Guardando l'horror francese La horde (non male, presto o tardi lo recensirò), mi tornavano in mente a ritmo continuo le scene di un film di cui forse ho parlato troppo poco ma che, a mente fresca, devo dire che merita ben più di una semplice citazione.
Sto parlando di Dèmoni, italianissimo horror ambientato in una non meglio precisata città mitteleuropea, probabilmente in Germania. Con questo film Lamberto Bava realizzò, nell'ormai lontano 1985, una delle pellicole più moderne e spettacolari del cinema di genere italiano. Alla sceneggiatura parteciparono altri volponi: Dardano Sacchetti, Dario Argento (che riusciva a infilare il suo nome in una miriade di produzioni), Franco Ferrini. Gli effetti speciali furono affidati a Stivaletti, vera e propria autorità dell'epoca. Con la colonna sonora nelle mani di Claudio Simonetti, si hanno infine le giuste proporzioni di quella che fu una squadra vincente.
Dèmoni sta a metà tra il genere zombie in stile romeriano e quel sottofilone, in quegli anni quasi inesistente, che avrebbe poi riclassificato i morti viventi in creature tenaci, veloci, furiose. Dèmoni è anche uno tra i primi film a smarcarsi dallo stereotipo zombie=morto resuscitato antropofago. Infatti le creature di Bava sono assai meno classificabili e appartengono a un mondo che sta a metà tra l'esoterico (non a caso ci sono riferimenti a Nostradamus, e alcune manifestazioni di creature demoniache vere e proprie) e l'infezione di tipo virale/batteriologica. Il regista non dà tutte le risposte, mette molta carne al fuoco, e concentra gli sforzi sui ritmi concitati e sulle atmosfere lugubri del cinema Metropol, in cui gli ignari spettatori si troveranno a combattere i Dèmoni che danno il titolo al film.
Il giusto bilanciamento tra le scene splatter (che ai tempi mi interessava assai più di adesso) e i momenti di tensione danno vita a una pellicola che forse va oltre ai meriti della sceneggiatura. Gli scenari cupi del cinema blindato, la città anonima e ostile in cui è ambientato il film (e che sembra voler isolare i poveracci chiusi là dentro, come per evitare il diffondersi dell'infezione) e i personaggi ambigui che lo popolano riescono a creare un senso di disagio che, lo ricordo bene, era ben superiore ad altri titoli più celebrati.
I dèmoni stessi poi sono spaventosi, nel loro incedere bestiale, fatto di passi scimmieschi, occhi che brillano al buio, gorgoglii ferali e ferite suppuranti. Senza parlare poi del processo di trasformazione, tanto cruento da rasentare quasi l'inguardabilità, almeno agli occhi di un tredicenne, quale ero alla prima “prima volta” davanti a questo film.

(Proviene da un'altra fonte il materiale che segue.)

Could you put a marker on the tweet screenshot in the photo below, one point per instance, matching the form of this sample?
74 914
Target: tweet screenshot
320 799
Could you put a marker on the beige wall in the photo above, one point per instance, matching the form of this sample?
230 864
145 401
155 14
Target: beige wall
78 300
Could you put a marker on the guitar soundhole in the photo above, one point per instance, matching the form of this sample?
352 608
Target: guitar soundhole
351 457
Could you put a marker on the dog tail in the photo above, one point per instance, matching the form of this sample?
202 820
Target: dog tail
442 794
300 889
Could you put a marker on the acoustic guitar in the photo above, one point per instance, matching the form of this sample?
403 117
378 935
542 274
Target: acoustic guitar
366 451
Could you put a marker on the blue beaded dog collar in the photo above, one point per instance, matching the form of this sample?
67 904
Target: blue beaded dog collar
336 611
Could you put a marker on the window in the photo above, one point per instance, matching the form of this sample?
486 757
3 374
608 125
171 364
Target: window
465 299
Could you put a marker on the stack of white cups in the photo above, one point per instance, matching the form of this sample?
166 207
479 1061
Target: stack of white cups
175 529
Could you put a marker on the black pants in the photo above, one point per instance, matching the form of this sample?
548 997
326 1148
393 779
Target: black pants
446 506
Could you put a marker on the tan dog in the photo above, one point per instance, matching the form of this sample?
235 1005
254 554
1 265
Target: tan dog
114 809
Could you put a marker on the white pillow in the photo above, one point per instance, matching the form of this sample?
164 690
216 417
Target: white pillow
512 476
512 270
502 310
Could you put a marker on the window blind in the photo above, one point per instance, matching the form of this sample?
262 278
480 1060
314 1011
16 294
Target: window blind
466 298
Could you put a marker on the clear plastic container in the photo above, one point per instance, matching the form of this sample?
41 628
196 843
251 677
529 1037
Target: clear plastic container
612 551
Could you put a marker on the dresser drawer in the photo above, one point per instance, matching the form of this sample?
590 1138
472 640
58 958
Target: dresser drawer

Qualcuno sostiene che la genialità del film sta poi nell'averci infilato dentro una dose abbondante di metacinema: i dèmoni si manifestano durante la proiezione di una pellicola che parla di loro. E, per una volta almeno, la scena si rivela piuttosto azzeccata, e non pacchiana e/o stupida.
Certo, in questo mio ricordo del film di Bava (seguito da un sequel carino, ma non altrettanto rivoluzionario) c'è anche molto affetto e tanta riconoscenza. Con gli occhi di adesso mi piacerebbe allo stesso modo? Chi può dirlo...
Una cosa gli va riconosciuta: quasi vent'anni prima degli zombie velocisti di Zack Snyder, prima degli infetti/contagiati di 28 giorni dopo, prima dei posseduti di REC, e assolutamente prima degli zombie micragnosi di La Horde, Bava aveva tirato fuori un prodottino innovativo e coi controcazzi.
Se non abitassimo in questa specie di staterello del sucontinente indiano, qualcuno penserebbe a produrre un terzo capitolo. E, Dio volendo, sarebbe davvero un bell'evento.
Ma invece qui siamo in Inculistan, e non sappiamo nemmeno rivalutare quel poco di buono che abbiamo prodotto in passato. Né fiutare un affare, se è per questo. E allora accontentiamoci di vedere i film francesi (lingua notoriamente di finocchi e comunisti) sottotitolati in italiano, e smettiamola di rompere.
Ok, le ultime affermazioni le ho scritte a condizionatore spento. Chiedo le attenuanti del caso.
Nota
Secondo i pessimi costumi in voga in quegli anni, fu prodotto un Demoni 3, che però non ha davvero nulla a che fare col dittico di Bava. Trattasi di un film del 1991 di Umberto Lenzi, una vera vaccata a base di voodoo e di ex schiavi che tornano dalla morte per... annoiare gli spettatori. Pessimo in tutti i sensi; se vi capita a tiro, evitatelo come il colera e la salmonellosi.